I know we are already halfway through February (which is both shocking and thrilling, considering Edith asks every morning “Mom, is it summer yet?”), but I wanted to record some of our eats from January. One of my goals for this year has been Sunday lunch. It is really the only daytime meal in a whole week that we eat, all four (five) of us, sitting down, together, and I wanted to make it substantial and nice. It is always simple, but a treat when compared to our other lunches throughout the week.
Here are some of my Sunday lunch offerings so far:
Smitten Kitchen Lazy Pizza Dough + Pizza: I used Deb’s recipe, made it on Saturday night, and then shaped the pizzas the next day. I wasn’t perfectly happy with the dough, but it was my first time using that recipe (I usually use Alton Brown’s recipe), but I already know a few things I would do differently, starting with weighing my flour, something I have learned makes a big difference in all attempts at making anything that requires a dough. Instead of margherita pizza, I did a quick homemade pizza sauce with canned tomatoes from my mom’s pantry (we are down to two jars left and I will mourn their passing), some mozzarella, and Italian sausage. Simple, delicious, a treat for lunch.
Another Sunday lunch favorite was this Fettuccine Alfredo with chicken, broccoli, and bacon. It is simple and easy, but also delicious and feels like a special meal. I have also enjoyed putting together a big salad and eating that with homemade bread or grilled cheese. Another Sunday I made a loaf of bread and served chicken noodle soup (this is the basic recipe I use… the lemon juice sauteed mushrooms are the best part) and all of those have felt like a treat.
January has been a lot of simple, repeat meals as I made a big piece of this Chile-Rubbed Braised Beef, froze it in meal-sized portions, and have been eating it weekly. It is great as tacos or just on top of some rice (ideally cooked in bone broth for the extra flavor). I love serving it with garlicky green beans from Salt Fat Acid Heat.
We do a lot of brussels sprouts in the winter and while cooking them with bacon and maple syrup is my go-to, these roasted brussels sprouts with a warm honey glaze are really delicious and add a nice variety to the meal plans. I serve brussels weekly and weekly John Henry sits down with a look of profound concern on his face when he sees brussels sprouts. He gets two on his plate and has to be convinced that he is a brave boy before being willing to eat them.
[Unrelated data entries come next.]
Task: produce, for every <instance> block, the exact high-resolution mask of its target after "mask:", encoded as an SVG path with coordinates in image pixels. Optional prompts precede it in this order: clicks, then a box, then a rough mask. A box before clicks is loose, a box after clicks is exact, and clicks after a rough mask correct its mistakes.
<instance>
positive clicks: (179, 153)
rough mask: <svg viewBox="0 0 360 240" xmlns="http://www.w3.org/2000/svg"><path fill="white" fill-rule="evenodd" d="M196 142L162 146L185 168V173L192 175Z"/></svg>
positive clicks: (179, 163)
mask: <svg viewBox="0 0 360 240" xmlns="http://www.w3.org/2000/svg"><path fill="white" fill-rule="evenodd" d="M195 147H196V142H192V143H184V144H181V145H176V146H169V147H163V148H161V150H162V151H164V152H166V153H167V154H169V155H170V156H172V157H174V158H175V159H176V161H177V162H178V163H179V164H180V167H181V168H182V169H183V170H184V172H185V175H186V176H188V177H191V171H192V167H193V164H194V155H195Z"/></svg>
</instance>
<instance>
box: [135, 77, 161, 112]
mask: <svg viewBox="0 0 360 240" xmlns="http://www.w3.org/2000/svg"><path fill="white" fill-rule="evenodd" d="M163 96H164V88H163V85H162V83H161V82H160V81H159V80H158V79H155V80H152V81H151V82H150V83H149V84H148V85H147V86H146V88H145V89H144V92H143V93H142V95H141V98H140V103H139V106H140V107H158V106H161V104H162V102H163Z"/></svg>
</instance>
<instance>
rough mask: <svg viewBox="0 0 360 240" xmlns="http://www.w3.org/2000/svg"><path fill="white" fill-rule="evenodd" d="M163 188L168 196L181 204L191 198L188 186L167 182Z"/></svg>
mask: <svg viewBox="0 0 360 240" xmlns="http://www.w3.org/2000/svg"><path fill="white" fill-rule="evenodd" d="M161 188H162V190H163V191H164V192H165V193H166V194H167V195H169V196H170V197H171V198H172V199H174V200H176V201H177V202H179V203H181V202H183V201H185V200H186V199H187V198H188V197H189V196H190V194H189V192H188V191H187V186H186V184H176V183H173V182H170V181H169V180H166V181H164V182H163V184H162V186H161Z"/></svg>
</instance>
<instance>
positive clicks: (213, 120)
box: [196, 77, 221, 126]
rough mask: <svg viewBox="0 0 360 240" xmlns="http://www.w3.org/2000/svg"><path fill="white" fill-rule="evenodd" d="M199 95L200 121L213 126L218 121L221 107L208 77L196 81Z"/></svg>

I am pretty certain he is always surprised by how small a trial they actually are.
Finally, my latest foray into the world of bread was cinnamon raisin bread from The Bread Bible. I love this book, love this recipe, and have been very pleased with the results. The bread is a two-day process, but always worth it for some nice toast for breakfast. I accidentally discovered that if I bake the bread after dinner and then leave the loaves out on the cooling rack under a clean dish towel overnight, they don’t get stale, cool perfectly, and get a lovely crust. I am going to do this with every loaf of bread I bake now.